During the forum, ICD and JSC Ziraat Bank Uzbekistan formalized an expression of intent to collaborate on various initiatives aimed at supporting SMEs. One of the key elements of this collaboration is the provision of a Line of Financing (LoF) facility by ICD to JSC Ziraat Bank Uzbekistan. This LoF facility will enable the bank to fund private sector projects as an agent of ICD, thereby providing SMEs with access to the necessary capital to initiate and grow their businesses.

The partnership between ICD and JSC Ziraat Bank Uzbekistan is expected to have a significant impact on the SME landscape in Uzbekistan. By equipping entrepreneurs with the resources they need to succeed, this collaboration will not only support the growth of individual businesses but also contribute to the overall economic development of the country. SMEs play a crucial role in driving economic growth, creating jobs, and fostering innovation, and this partnership will help strengthen the SME ecosystem in Uzbekistan.

JSC Ziraat Bank Uzbekistan, as a strategic partner for ICD, brings a wealth of experience and expertise to the table. As a prominent commercial bank with foreign capital, JSC Ziraat Bank Uzbekistan has a strong track record of supporting SMEs and promoting economic development. The bank’s partnership with ICD further underscores its commitment to advancing the private sector in Uzbekistan and its dedication to supporting the country’s economic growth.

ICD, for its part, is a leading multilateral development financial institution that focuses on supporting the economic development of its member countries through the provision of finance and advisory services to private sector enterprises. By partnering with JSC Ziraat Bank Uzbekistan, ICD is furthering its mission of promoting economic development and fostering entrepreneurship in Uzbekistan and across the Islamic world.
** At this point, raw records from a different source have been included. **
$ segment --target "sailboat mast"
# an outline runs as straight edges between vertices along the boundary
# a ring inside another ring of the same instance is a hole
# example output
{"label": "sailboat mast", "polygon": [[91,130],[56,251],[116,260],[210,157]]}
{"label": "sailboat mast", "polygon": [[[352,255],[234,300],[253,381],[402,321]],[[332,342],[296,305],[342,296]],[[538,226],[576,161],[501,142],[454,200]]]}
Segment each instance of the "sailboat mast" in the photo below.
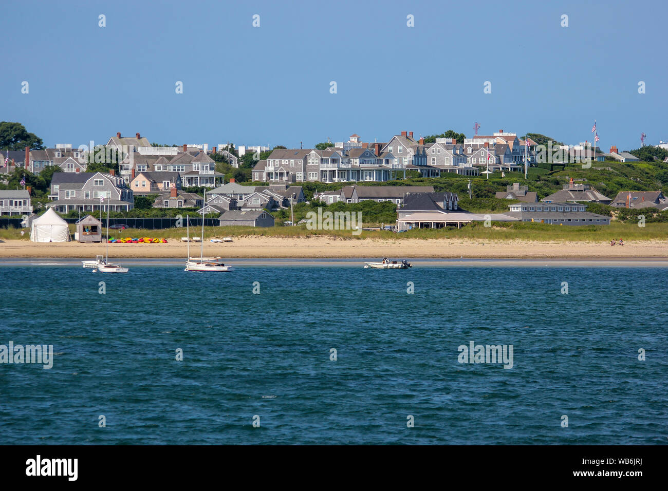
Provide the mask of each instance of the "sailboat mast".
{"label": "sailboat mast", "polygon": [[202,208],[202,251],[200,253],[200,261],[203,261],[204,259],[204,212],[206,211],[206,190],[204,190],[204,206]]}

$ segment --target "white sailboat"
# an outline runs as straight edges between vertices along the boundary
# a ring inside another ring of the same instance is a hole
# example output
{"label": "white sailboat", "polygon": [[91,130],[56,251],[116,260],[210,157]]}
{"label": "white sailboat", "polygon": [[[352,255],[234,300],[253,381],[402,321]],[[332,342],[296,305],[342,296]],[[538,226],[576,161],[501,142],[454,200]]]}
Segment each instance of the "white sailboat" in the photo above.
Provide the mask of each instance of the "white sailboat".
{"label": "white sailboat", "polygon": [[[206,202],[206,192],[204,191],[204,202]],[[202,210],[202,236],[200,257],[190,257],[190,221],[186,217],[186,229],[188,232],[188,259],[186,260],[184,271],[212,271],[222,273],[234,271],[234,266],[226,265],[218,261],[220,257],[204,257],[204,210]]]}
{"label": "white sailboat", "polygon": [[83,261],[84,268],[94,268],[93,273],[100,271],[100,273],[128,273],[128,268],[124,268],[120,265],[110,264],[109,263],[109,206],[107,205],[107,252],[106,257],[96,257],[96,260]]}

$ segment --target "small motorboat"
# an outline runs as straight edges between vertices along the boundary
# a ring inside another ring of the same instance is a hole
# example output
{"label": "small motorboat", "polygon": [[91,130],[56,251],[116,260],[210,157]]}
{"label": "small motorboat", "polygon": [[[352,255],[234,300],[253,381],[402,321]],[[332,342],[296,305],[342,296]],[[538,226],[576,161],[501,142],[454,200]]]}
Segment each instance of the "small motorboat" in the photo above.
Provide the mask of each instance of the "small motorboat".
{"label": "small motorboat", "polygon": [[82,261],[84,268],[93,268],[97,269],[100,266],[107,264],[104,255],[96,256],[95,261]]}
{"label": "small motorboat", "polygon": [[383,257],[383,261],[380,263],[365,263],[364,267],[375,268],[377,269],[407,269],[408,268],[412,268],[413,265],[405,259],[399,262],[390,261],[387,258]]}
{"label": "small motorboat", "polygon": [[128,273],[128,269],[120,265],[104,264],[98,267],[98,271],[100,273]]}

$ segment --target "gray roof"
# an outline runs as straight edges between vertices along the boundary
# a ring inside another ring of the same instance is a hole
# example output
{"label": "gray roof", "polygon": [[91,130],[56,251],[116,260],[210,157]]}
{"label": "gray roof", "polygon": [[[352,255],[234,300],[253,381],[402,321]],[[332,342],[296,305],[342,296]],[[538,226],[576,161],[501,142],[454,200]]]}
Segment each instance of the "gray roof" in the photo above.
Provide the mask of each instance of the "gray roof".
{"label": "gray roof", "polygon": [[359,198],[403,198],[409,192],[434,192],[433,186],[353,186]]}
{"label": "gray roof", "polygon": [[19,198],[21,199],[29,199],[30,193],[26,189],[7,189],[0,190],[0,198]]}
The LoF facility provided by ICD to JSC Ziraat Bank Uzbekistan is just one example of the many initiatives that the two entities are undertaking to support SMEs in Uzbekistan. In addition to providing financial support, the partnership between ICD and JSC Ziraat Bank Uzbekistan will also include capacity-building initiatives and technical assistance programs to help SMEs succeed in today’s competitive business environment.
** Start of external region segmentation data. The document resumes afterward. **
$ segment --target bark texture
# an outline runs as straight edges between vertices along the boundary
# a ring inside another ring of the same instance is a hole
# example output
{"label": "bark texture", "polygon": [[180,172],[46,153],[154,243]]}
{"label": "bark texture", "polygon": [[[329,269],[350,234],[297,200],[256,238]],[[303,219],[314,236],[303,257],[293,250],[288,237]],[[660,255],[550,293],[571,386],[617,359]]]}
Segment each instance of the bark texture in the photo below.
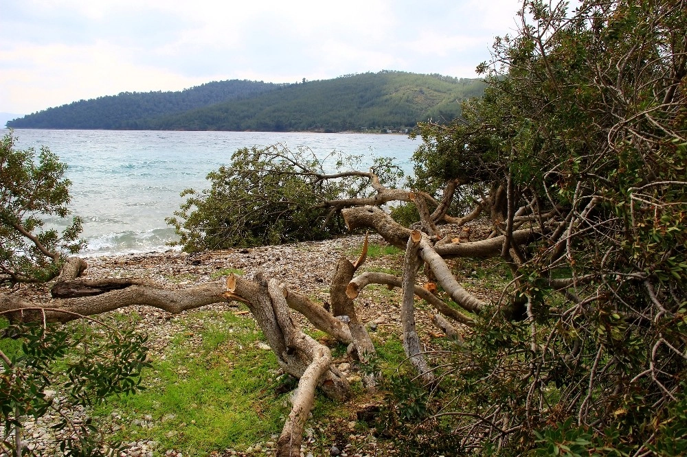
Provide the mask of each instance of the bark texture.
{"label": "bark texture", "polygon": [[434,379],[425,355],[420,349],[420,337],[415,326],[415,276],[419,266],[418,250],[423,239],[420,232],[414,230],[408,238],[405,259],[403,262],[403,298],[401,304],[401,322],[403,327],[403,349],[410,363],[427,382]]}

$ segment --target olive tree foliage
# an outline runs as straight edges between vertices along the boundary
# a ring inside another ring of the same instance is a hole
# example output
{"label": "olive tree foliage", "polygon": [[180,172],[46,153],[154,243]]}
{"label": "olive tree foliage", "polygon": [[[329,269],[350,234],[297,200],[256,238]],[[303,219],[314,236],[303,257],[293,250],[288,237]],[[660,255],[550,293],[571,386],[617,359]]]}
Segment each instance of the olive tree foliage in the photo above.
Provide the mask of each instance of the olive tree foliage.
{"label": "olive tree foliage", "polygon": [[47,148],[36,158],[15,141],[12,133],[0,140],[0,283],[47,281],[59,273],[65,254],[83,247],[81,220],[74,218],[61,233],[44,228],[45,218],[69,215],[67,165]]}
{"label": "olive tree foliage", "polygon": [[147,336],[93,318],[70,328],[44,323],[7,325],[7,315],[0,314],[0,452],[34,455],[24,423],[49,412],[59,417],[52,428],[63,455],[119,455],[118,445],[103,443],[96,422],[74,420],[70,412],[141,390],[141,372],[150,366]]}
{"label": "olive tree foliage", "polygon": [[484,97],[420,127],[416,176],[484,196],[495,235],[541,235],[504,244],[513,280],[455,355],[458,398],[435,410],[465,452],[687,449],[685,11],[526,0],[478,68]]}
{"label": "olive tree foliage", "polygon": [[[0,140],[0,287],[45,282],[60,270],[58,283],[74,279],[65,276],[65,257],[83,247],[80,219],[74,218],[61,233],[44,228],[46,218],[69,214],[67,165],[45,147],[36,161],[33,149],[18,150],[15,141],[12,133]],[[82,268],[72,271],[76,277]],[[74,421],[67,412],[139,390],[141,371],[148,366],[146,337],[95,319],[90,323],[100,329],[49,324],[45,309],[35,304],[15,312],[16,303],[5,290],[0,289],[0,454],[32,455],[23,423],[52,412],[60,417],[53,428],[64,455],[115,455],[90,419]],[[56,312],[71,319],[85,317],[74,311]],[[33,322],[22,322],[32,315]],[[61,401],[55,398],[58,392]]]}
{"label": "olive tree foliage", "polygon": [[[210,189],[185,190],[188,196],[174,217],[185,250],[280,244],[323,239],[343,233],[340,199],[368,197],[373,192],[368,173],[346,172],[359,157],[334,152],[318,158],[308,149],[284,145],[245,148],[230,165],[207,175]],[[394,185],[403,172],[388,159],[372,168],[381,184]]]}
Overall, the partnership between ICD and JSC Ziraat Bank Uzbekistan represents a significant step forward in supporting SMEs and fostering economic growth in Uzbekistan. By working together, these two institutions are helping to create a more vibrant and dynamic private sector in Uzbekistan, which will ultimately benefit the country’s economy and its people. The collaboration between the Islamic Corporation for the Development of the Private Sector (ICD) and JSC Ziraat Bank Uzbekistan is expected to have a far-reaching impact on the private sector in Uzbekistan.